[mlpack] GOSC 2014 idea of AdaBoost implementation(MingJun Liu)

Fri Feb 28 15:34:54 EST 2014

On Thu, Feb 27, 2014 at 09:56:09AM +0800, Mj Liu wrote:
> Hi all,
>     I'm from University of Science and Techonology of China, and working as
> a intern student at Chinese Academy of Sciences now. My major is software
> engineering. I would like to join in the GSOC project and apply for the
> AdaBoosting part. Though I am new here, I am very interest in the project
> of MLPACK.
>     Udit Saxena provided several good suggestions about the weak learners
> in the mail list for the AdaBoost project. I also have several questions
> about how the AdaBoost can be integrated into the mlpack prject, and what
> kind of APIs shall be provide to the users. And I think several problems
> shall be talked settled before begin to work on the project:
>     - What shall the archetecture(API) be? How can the users call the
> method of AdaBoost? May the users can define their own learner method and
> call like: AdaBoost(data,  function learner()), or by AdaBoost(data,
> function inner-learner())?

Hi MingJun,

The API of the AdaBoost implementation is an open question, but it
should definitely be as similar as possible to existing mlpack methods
(found in src/mlpack/methods/).  I have spent some time thinking about
the best way to do this.  mlpack does not use inheritance and I would
prefer for things to remain that way.  Instead, template parameters are
used (this is called policy-based design).  So for AdaBoost, I would
think some API like this might be the way to go:

template<
  typename WeakClassifier1Type,
  typename WeakClassifier2Type,
  typename WeakClassifier3Type,
  ...
>
class AdaBoost;

Then AdaBoost::Classify() could be used to actually perform the boosted
classification.  It would be assumed that each WeakClassifierXType class
implemented a Classify() method of its own (and potentially a Train()
method).

This is preferable to function pointers because it is what's done in the
rest of mlpack.

>     - And how to control the steps of iteration, or the precision of error,
> or initialization of  the user defined learners? May the users just set one
> of MAX_ITERATION_STEP or PRECISION_ERROR , and the mlpack provide default
> of both.

I would imagine that these could just be parameters to the AdaBoost
constructor, and could be configurable by the user.  See the other
mlpack methods for an idea of what I mean.

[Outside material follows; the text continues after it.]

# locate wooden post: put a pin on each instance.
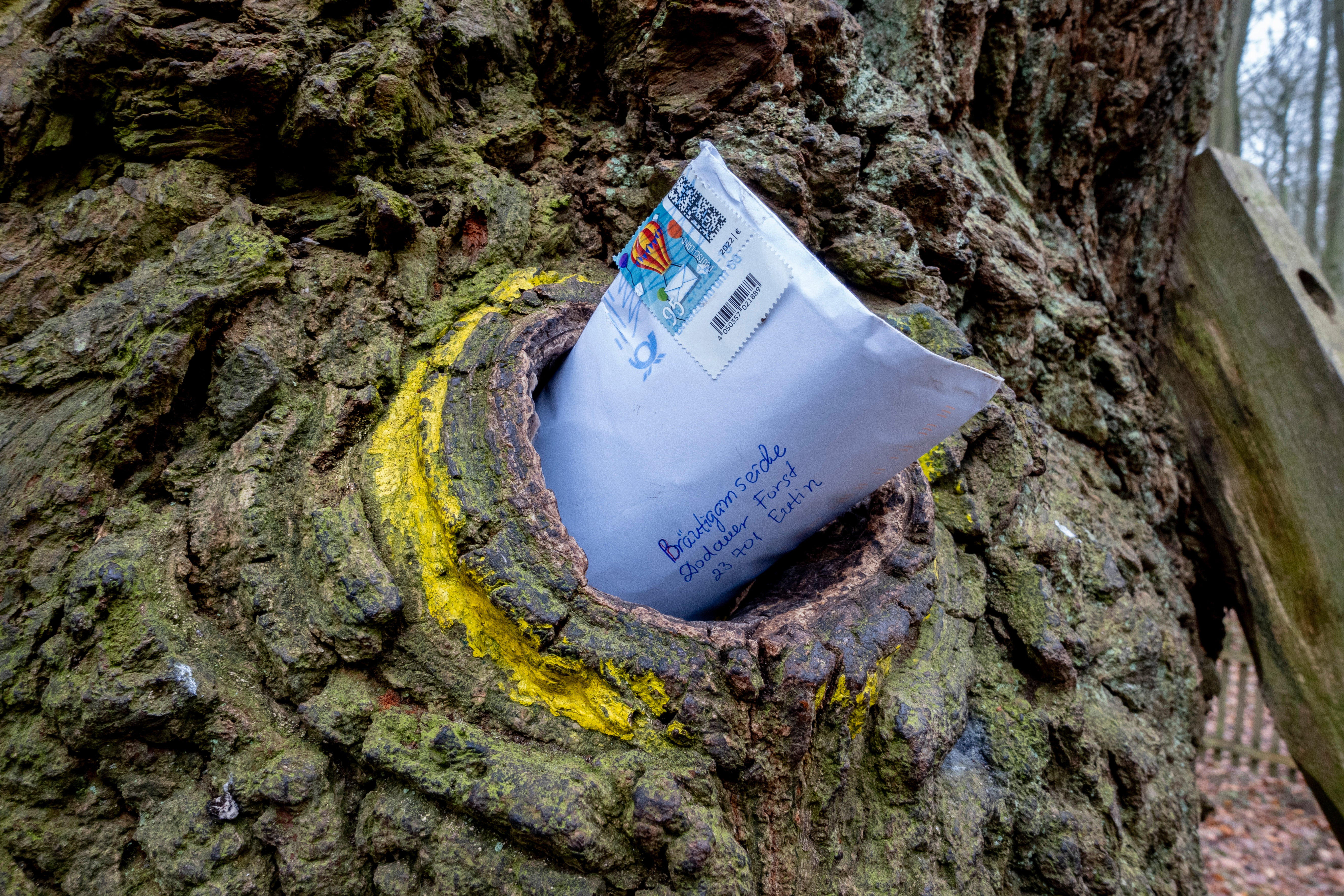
(1255, 351)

>     - As to the weak learners, I think the Linear Perceptron(LP), Multi-LP,
> shall be included. Because users may need these to build their new
> algorithms.

Yes, this project should definitely include the implementation of a few
weak learners, because mlpack does not really have any at the moment.
These weak learners should be implemented as efficiently as possible,
and we can verify this by using the benchmarking system (
https://www.github.com/zoq/benchmarks ) to compare against other
implementations.

>     - Since there are so many variants of AdaBoost [
> http://www.site.uottawa.ca/~stan/csi5387/boost-tut-ppr.pdf] [
> http://www.site.uottawa.ca/~stan/csi5387/boost-tut-ppr.pdf] [
> http://colt2008.cs.helsinki.fi/papers/26-Shwartz.pdf], experiments shall be
> implemented to test which shall be kept in MLPACK project.

Yes; better yet, the AdaBoost class should be templatized in such a way
that the user can easily implement their own variant of AdaBoost.

-- 
Ryan Curtin    | "This room is green."
ryan at ratml.org |   - Kazan